Note that $\binom{n}{k_1\ldots k_{2l}}$ counts the number of ways to label $a_1,\ldots, a_n$ with the colors $1,2,\ldots, 2l$ such that each color $i$ is given to $k_i$ elements. Let us say such a labeling is an extra-even labeling if there are an even number of even labels (i.e. $(-1)^{k_2+\ldots + k_{2l}}=1$).
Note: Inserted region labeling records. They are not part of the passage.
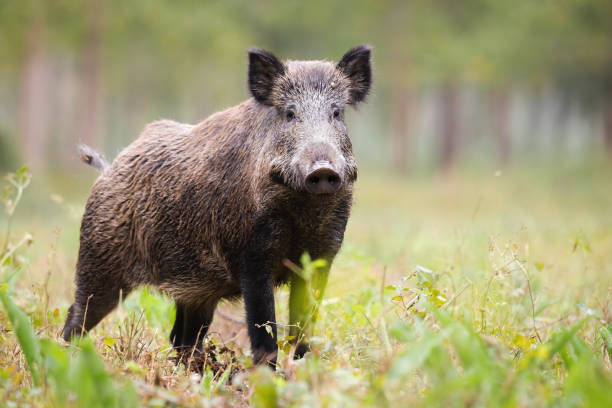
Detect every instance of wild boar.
[63,46,372,365]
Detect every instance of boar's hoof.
[253,350,278,370]
[293,341,310,360]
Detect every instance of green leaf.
[0,290,40,385]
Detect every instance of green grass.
[0,163,612,407]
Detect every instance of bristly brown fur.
[63,45,376,362]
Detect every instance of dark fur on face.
[63,46,371,362]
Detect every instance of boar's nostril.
[306,166,341,194]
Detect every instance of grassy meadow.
[0,160,612,407]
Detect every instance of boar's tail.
[77,145,108,172]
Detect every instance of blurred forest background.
[0,0,612,175]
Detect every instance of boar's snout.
[305,160,342,194]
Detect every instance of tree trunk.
[18,19,50,169]
[391,87,412,174]
[491,89,512,164]
[440,82,459,172]
[76,0,104,147]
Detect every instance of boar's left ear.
[249,48,285,105]
[336,45,372,105]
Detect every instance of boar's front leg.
[240,226,278,367]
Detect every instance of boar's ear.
[336,45,372,105]
[249,48,285,105]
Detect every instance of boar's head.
[248,46,372,194]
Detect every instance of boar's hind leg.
[62,273,130,341]
[170,302,217,351]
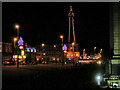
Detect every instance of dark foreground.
[2,64,109,90]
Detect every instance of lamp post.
[60,35,63,46]
[72,42,75,65]
[60,35,64,66]
[15,24,20,68]
[97,75,101,85]
[94,47,96,57]
[42,43,45,62]
[13,38,17,48]
[13,37,17,55]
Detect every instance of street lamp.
[13,37,17,48]
[42,43,45,47]
[60,35,63,46]
[42,43,45,62]
[72,42,75,65]
[15,24,20,39]
[60,35,64,66]
[96,74,102,85]
[94,47,96,57]
[15,24,20,68]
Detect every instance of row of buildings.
[0,42,79,64]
The identity is the same as showing that the number of extra-even labelings is the same as the number of non-extra-even labelings; that is, the labelings with an odd number of even labels (i.e. $(-1)^{k_2+\ldots + k_{2l}}=-1$).

To do this, we define a permutation of all labelings as follows: if $a_1$ is given an even label $2x$, we relabel it to the label $2x-1$. If it is given an odd label $2x-1$, we relabel it to $2x$. This changes the total number of even labels by 1, hence gives a bijection between the sets of extra-even labelings and non-extra-even labelings, hence the two sets are the same size.

The same strategy works for $m=2l+1$. We just change the permutation as follows: we fix the unique labeling where all labels are $2l+1$; otherwise, if $p$ is the first index so that $a_p$ is not labeled by $2l+1$, we do the above label swapping of $2x\leftrightarrow 2x-1$ for $a_p$. This again gives the correspondence between extra-even labelings and non-extra-even labelings, with the exception of the fixed point, which is extra-even. Thus, the number of extra-even labelings in this case is the same as the non-extra-even labelings plus one extra.